Les bouteilles de gaz d'étalonnage doivent être stockées dans un endroit bien ventilé, à l'écart des sources de chaleur et des matières incompatibles (par exemple, les gaz inflammables). Elles doivent être maintenues en position verticale à l'aide de chaînes afin d'éviter tout basculement. Les bouteilles vides doivent être marquées et retournées au fournisseur pour éviter toute réutilisation accidentelle.

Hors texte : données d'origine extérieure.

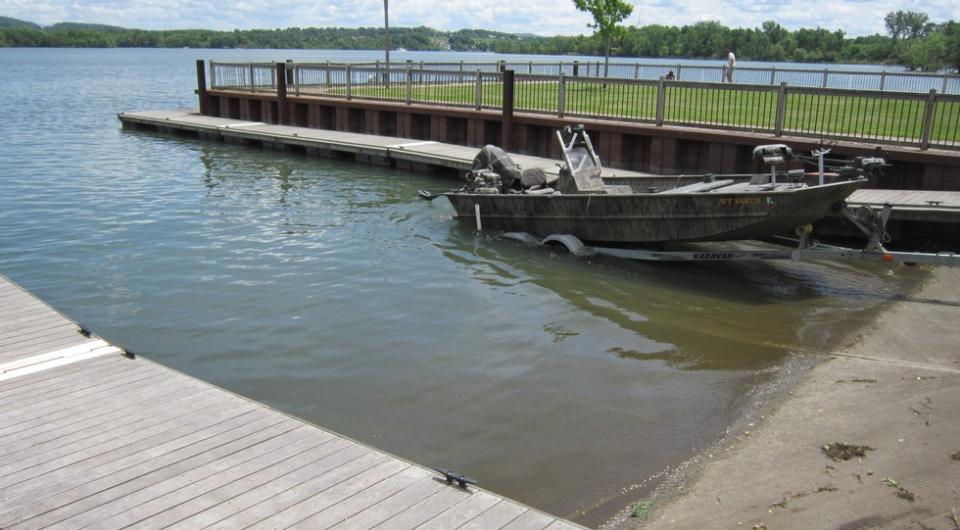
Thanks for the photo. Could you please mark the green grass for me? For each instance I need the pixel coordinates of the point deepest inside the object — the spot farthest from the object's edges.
(892, 118)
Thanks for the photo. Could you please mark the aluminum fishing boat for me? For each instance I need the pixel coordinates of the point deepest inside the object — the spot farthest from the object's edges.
(501, 196)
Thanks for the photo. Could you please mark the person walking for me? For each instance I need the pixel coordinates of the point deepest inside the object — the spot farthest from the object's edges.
(728, 70)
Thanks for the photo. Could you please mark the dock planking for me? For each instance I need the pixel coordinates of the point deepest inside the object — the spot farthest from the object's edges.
(90, 438)
(909, 205)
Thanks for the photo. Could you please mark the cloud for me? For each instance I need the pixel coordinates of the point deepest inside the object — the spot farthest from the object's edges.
(542, 17)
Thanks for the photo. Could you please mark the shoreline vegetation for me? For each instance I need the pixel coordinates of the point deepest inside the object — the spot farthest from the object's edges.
(912, 41)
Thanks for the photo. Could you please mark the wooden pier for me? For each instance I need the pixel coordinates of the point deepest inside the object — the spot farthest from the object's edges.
(909, 205)
(93, 437)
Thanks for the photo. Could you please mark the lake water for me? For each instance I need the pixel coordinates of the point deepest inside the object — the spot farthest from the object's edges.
(327, 290)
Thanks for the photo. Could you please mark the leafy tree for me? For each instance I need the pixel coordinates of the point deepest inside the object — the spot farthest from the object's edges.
(907, 24)
(927, 54)
(951, 34)
(607, 15)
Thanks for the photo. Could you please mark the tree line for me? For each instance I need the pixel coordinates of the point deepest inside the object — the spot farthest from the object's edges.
(911, 40)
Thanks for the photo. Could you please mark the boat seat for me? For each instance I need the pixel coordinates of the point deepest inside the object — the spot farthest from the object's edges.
(618, 189)
(700, 187)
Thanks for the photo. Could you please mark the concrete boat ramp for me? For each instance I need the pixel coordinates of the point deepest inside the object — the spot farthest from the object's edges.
(92, 437)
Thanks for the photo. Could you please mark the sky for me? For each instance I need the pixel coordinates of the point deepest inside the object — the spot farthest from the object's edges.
(542, 17)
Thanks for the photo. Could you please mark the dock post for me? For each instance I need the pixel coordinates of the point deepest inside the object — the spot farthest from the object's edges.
(781, 110)
(506, 123)
(561, 94)
(349, 75)
(281, 93)
(408, 91)
(928, 119)
(661, 100)
(478, 90)
(202, 87)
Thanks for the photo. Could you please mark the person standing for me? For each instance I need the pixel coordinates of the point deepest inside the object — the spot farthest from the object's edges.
(728, 69)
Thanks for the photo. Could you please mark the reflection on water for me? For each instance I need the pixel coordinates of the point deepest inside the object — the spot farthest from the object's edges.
(328, 290)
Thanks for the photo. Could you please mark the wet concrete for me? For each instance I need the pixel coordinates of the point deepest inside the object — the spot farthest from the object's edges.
(893, 388)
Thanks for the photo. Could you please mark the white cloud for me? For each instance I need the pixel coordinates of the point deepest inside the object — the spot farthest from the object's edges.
(543, 17)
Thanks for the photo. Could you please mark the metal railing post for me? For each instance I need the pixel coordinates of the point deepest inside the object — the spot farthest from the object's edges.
(202, 86)
(661, 100)
(281, 75)
(349, 82)
(928, 120)
(561, 94)
(506, 123)
(297, 75)
(781, 110)
(478, 90)
(409, 88)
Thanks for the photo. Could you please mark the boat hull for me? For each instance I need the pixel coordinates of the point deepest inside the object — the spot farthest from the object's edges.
(656, 217)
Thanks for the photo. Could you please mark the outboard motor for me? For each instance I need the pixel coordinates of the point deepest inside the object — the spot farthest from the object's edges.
(493, 171)
(772, 155)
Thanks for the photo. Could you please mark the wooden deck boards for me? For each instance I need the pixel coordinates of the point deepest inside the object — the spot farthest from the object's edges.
(387, 147)
(100, 440)
(909, 205)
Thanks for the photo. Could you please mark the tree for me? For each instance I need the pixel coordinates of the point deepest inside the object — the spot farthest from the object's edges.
(607, 15)
(951, 33)
(928, 54)
(907, 24)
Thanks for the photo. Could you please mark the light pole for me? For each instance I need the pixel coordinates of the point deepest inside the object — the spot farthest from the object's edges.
(386, 42)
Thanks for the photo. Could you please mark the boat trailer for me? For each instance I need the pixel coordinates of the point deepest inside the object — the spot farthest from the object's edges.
(872, 222)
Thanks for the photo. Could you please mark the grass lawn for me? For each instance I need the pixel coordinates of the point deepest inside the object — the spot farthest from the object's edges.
(893, 117)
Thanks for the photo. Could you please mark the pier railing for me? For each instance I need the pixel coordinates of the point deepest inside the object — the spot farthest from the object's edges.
(882, 117)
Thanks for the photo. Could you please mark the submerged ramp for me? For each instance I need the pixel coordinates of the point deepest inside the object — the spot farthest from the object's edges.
(90, 436)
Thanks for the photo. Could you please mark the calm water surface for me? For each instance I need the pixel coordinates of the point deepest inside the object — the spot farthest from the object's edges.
(325, 289)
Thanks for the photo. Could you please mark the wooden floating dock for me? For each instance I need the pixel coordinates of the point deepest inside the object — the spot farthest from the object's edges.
(92, 437)
(909, 205)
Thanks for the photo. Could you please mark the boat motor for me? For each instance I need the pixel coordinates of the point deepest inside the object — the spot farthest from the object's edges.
(773, 155)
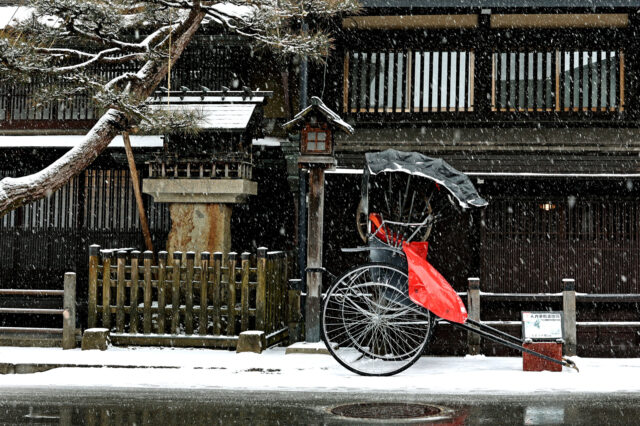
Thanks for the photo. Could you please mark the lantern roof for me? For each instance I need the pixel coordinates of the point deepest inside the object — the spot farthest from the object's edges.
(319, 107)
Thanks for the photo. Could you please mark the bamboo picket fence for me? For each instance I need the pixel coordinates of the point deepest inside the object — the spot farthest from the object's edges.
(144, 302)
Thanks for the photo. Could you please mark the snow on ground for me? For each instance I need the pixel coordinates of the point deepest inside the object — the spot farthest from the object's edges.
(273, 370)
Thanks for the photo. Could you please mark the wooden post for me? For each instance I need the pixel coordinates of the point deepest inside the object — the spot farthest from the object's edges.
(175, 292)
(569, 316)
(69, 312)
(133, 292)
(294, 314)
(473, 302)
(188, 314)
(94, 251)
(135, 181)
(231, 302)
(261, 289)
(244, 292)
(146, 316)
(120, 291)
(314, 253)
(162, 290)
(215, 295)
(269, 288)
(204, 292)
(106, 289)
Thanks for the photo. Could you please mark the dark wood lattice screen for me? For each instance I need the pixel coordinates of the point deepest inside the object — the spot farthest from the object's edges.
(528, 246)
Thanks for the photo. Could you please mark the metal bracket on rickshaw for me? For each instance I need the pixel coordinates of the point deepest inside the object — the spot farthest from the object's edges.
(322, 271)
(361, 249)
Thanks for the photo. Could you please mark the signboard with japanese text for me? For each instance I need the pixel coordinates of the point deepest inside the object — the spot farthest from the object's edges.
(545, 325)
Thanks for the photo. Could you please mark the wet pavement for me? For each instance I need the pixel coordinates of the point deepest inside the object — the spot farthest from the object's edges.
(111, 406)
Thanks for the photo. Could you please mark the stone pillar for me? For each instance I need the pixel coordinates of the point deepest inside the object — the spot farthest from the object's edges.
(200, 227)
(200, 210)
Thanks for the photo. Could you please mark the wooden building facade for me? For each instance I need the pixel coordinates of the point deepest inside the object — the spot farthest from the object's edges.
(538, 103)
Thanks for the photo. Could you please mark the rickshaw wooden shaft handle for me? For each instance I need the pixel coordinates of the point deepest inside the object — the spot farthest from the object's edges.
(497, 339)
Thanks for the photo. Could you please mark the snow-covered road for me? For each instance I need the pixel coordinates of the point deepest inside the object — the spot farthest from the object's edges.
(273, 370)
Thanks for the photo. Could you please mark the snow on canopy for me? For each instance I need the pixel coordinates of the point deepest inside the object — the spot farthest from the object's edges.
(330, 116)
(435, 169)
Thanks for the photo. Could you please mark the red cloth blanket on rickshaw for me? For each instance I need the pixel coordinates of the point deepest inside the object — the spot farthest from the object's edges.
(427, 287)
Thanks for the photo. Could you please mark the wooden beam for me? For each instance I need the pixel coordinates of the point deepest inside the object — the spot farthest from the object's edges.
(413, 22)
(136, 190)
(345, 83)
(621, 81)
(564, 20)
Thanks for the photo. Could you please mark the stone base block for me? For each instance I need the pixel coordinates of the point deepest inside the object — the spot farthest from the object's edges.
(307, 348)
(96, 338)
(252, 341)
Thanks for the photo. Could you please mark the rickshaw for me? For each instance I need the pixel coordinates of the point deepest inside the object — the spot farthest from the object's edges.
(378, 317)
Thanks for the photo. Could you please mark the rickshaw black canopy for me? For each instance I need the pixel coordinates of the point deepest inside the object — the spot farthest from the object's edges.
(435, 169)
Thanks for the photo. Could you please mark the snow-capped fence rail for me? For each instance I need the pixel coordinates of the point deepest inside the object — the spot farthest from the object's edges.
(180, 303)
(569, 299)
(39, 336)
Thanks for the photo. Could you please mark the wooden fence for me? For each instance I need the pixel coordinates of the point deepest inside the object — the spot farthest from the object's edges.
(40, 336)
(147, 303)
(568, 298)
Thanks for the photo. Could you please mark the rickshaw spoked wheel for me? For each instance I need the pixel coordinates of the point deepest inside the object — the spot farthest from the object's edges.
(370, 325)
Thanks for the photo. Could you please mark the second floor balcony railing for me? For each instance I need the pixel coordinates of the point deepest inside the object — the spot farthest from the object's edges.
(408, 81)
(388, 85)
(557, 81)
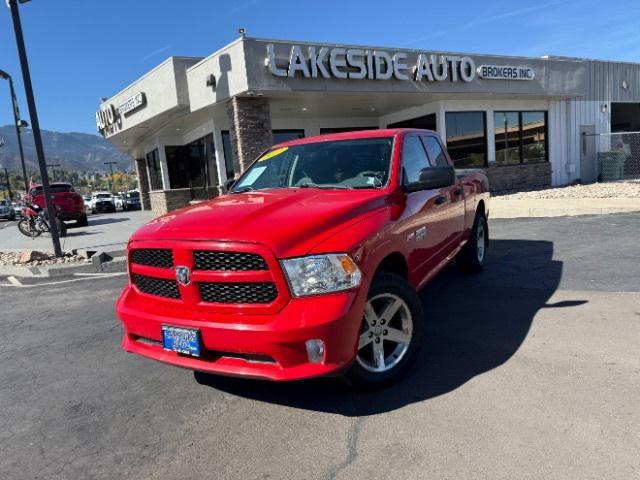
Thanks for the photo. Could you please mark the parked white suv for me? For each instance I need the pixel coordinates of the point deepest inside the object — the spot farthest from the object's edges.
(102, 202)
(6, 210)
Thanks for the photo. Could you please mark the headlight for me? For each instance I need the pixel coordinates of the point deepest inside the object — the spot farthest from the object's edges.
(319, 274)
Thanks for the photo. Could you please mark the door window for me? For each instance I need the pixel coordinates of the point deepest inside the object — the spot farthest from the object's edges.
(414, 159)
(436, 154)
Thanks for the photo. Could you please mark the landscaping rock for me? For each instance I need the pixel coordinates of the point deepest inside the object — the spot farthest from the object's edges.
(32, 256)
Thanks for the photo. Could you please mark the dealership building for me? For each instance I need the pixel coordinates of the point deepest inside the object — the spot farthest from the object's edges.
(192, 123)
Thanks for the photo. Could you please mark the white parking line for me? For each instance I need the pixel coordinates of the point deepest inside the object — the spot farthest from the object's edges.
(17, 284)
(14, 281)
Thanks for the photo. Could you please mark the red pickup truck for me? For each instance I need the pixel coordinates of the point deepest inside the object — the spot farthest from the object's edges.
(310, 264)
(68, 203)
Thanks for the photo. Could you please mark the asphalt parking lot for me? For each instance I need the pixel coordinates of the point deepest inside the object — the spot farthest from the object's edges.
(106, 231)
(529, 370)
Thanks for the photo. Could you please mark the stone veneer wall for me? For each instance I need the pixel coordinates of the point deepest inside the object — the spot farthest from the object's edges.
(163, 201)
(251, 134)
(519, 178)
(143, 183)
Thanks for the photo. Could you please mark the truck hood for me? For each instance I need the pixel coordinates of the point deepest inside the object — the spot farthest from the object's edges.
(289, 221)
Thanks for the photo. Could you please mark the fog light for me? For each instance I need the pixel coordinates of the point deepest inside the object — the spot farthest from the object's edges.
(315, 351)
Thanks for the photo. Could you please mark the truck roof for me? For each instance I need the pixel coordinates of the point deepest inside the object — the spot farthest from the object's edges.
(354, 135)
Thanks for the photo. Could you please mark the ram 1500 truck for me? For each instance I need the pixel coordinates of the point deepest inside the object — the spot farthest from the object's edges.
(310, 264)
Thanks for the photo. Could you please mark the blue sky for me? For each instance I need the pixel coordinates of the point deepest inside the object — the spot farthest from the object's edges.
(81, 50)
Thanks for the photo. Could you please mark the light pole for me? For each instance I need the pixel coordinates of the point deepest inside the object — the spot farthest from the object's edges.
(53, 169)
(18, 123)
(6, 174)
(111, 164)
(33, 113)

5. Fréquence d'étalonnage et validation

Le choix des gaz d'étalonnage est étroitement lié à la fréquence d'étalonnage. Si les gaz zéro et d'étendue sont utilisés pour l'étalonnage de routine (par exemple, quotidien, hebdomadaire ou mensuel), une validation supplémentaire peut s'avérer nécessaire pour les applications critiques.

Étalonnage de routine

Il est recommandé de procéder quotidiennement à un étalonnage du zéro avec un gaz zéro afin de compenser la dérive du capteur. L'étalonnage de la plage de mesure est généralement effectué chaque semaine ou chaque mois, selon la stabilité de l'analyseur et les exigences de l'application.

Gaz de validation

Un troisième gaz, dont la concentration se situe entre zéro et la plage de mesure (par exemple, un gaz à 30 ppm pour un analyseur 0-100 ppm), peut être utilisé pour vérifier la précision de l'étalonnage. Si la lecture de l'analyseur s'écarte de plus de ±5 % de la valeur certifiée du gaz de validation, un nouvel étalonnage avec les gaz zéro et plage est nécessaire.

Conclusion

Les analyseurs d'oxygène à l'état de traces nécessitent une combinaison de gaz zéro, de gaz d'étalonnage et, dans certains cas, de gaz interférents spécifiques pour un étalonnage précis. Les points clés à prendre en compte sont : l'adéquation de la matrice gazeuse à l'échantillon, la garantie de niveaux d'oxygène extrêmement faibles dans le gaz zéro, le choix de concentrations d'étalonnage appropriées et la préservation de l'intégrité du gaz par une manipulation adéquate. En respectant ces recommandations, les utilisateurs peuvent garantir la fiabilité des mesures effectuées par leurs analyseurs d'oxygène à l'état de traces, un facteur essentiel pour le maintien de la qualité des produits, l'efficacité des processus et la sécurité dans les industries de haute précision.